Product Life Cycle – Growth
If we have developed a product that is useful to our clients, our production volumes will grow allowing us to improve our product cost and pricing structures. Additionally, besides the volume purchase of material cost improvements, we will work with our manufacturing line, improving those processes and subsequent first pass yields thereby reducing the associated rework costs. We may choose to steadily drive our price down also to increase the number of consumers benefiting (as well as our company). It is possible to both reduce the sale price of the product AND improve the profit. This situation is unlikely to last for long as other potential suppliers see our success and want to follow our lead with their own offering.
We will see further coverage or refinements in our product delivery methods.

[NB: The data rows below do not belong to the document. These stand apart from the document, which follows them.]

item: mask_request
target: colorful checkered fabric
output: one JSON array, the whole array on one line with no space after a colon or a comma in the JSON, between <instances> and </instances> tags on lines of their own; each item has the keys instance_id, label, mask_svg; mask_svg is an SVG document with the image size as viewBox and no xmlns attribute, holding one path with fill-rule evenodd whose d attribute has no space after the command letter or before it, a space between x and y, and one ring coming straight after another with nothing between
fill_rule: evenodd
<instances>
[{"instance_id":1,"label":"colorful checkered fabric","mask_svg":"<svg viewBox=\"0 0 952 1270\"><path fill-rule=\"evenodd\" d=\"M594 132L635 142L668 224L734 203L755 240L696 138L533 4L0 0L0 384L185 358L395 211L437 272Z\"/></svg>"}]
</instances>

We can see securing other contracts for the product with more customers over time, adding to those we have already acquired so we see the amount of the product we produce steadily grow.
Also during the growth phase of the product, we may find other adaptation for the product. If we designed the product to be extensible, we may elect to reinvest some of the profits into the product to meet more consumer demands that price cannot alone achieve. In doing so we improve our sales volumes yet more (or again). Small adaptations to the product may allow us to penetrate entirely different and prior untapped market segments. If the product has software components, we may be able to radically alter the performance or the features facilitating access to these other areas.
Eventually, our rate of growth will start to decline. Though the slope is still positive, we will have a lower rate of slope (less steep) as we move to the maturity phase in our product lifecycle.